32. Елена

Я прижимаюсь к Себастьяну на заднем сиденье машины. Его тяжелая, теплая рука на моих плечах, единственное, что сейчас удерживает меня в здравом уме.

Я не могу выбросить из головы образ моего брата, его красивое лицо так сильно сгорело с правой стороны, и, что еще хуже, ненависть в его глазах, когда он смотрел на меня. Я никогда, никогда, никогда бы не подумала, что мы с ним окажемся по разные стороны баррикад. Но это был последний поступок моего отца — вклиниться между нами, как он всегда пытался сделать, когда был жив.

Я видела его мертвое тело, лежащее на улице.

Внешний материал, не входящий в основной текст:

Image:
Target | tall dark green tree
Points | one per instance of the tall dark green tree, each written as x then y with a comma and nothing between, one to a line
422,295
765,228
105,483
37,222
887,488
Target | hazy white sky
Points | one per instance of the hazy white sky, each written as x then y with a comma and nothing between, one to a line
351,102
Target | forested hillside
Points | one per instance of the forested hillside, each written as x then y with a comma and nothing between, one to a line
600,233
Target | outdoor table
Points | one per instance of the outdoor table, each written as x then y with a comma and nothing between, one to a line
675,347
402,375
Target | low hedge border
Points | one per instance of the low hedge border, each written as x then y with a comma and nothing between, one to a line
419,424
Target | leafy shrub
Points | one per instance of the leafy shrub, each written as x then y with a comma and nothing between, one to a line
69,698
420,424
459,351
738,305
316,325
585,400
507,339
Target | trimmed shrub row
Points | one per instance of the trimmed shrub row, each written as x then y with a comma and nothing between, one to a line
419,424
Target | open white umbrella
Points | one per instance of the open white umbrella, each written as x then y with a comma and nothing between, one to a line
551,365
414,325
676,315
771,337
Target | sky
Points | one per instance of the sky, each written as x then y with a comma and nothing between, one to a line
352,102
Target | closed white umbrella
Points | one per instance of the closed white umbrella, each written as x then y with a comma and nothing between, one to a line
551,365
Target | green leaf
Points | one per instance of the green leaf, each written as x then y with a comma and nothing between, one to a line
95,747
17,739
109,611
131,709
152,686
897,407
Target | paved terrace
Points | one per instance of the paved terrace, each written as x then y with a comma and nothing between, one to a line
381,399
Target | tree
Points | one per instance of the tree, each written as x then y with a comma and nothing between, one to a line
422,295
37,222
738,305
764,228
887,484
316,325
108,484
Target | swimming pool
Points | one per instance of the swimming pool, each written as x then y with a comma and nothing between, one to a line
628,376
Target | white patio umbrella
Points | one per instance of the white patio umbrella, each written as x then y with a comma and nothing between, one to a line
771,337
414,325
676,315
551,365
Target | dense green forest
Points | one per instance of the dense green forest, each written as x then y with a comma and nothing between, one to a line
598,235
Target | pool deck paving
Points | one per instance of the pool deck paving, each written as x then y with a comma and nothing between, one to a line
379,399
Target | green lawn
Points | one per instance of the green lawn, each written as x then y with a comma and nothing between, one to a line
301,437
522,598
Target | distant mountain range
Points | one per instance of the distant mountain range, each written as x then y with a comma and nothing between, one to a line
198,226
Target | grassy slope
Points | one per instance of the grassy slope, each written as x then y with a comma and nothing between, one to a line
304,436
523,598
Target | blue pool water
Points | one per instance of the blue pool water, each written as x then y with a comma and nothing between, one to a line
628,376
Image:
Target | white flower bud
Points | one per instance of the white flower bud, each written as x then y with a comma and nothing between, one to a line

В отличие от Адриана, вид моего окровавленного и избитого отца не вызвал никакого сочувствия вообще. Я также не почувствовала облегчения, которого ожидала. Вместо этого мне захотелось закрыть книгу. Наконец-то ему пришел конец.

Я прижимаюсь лицом к плечу Себастьяна. От него пахнет дымом и кровью. Под этим я нахожу запах его кожи.

Он нежно гладит мои волосы, не заботясь о том, насколько они стали грязными или спутанными.

— Куда ты едешь? — он говорит Каллуму, когда машина делает поворот.

— В больницу, — говорит Кэл. — Неро скоро должен быть прооперирован. И, похоже, вам двоим тоже может понадобиться врач…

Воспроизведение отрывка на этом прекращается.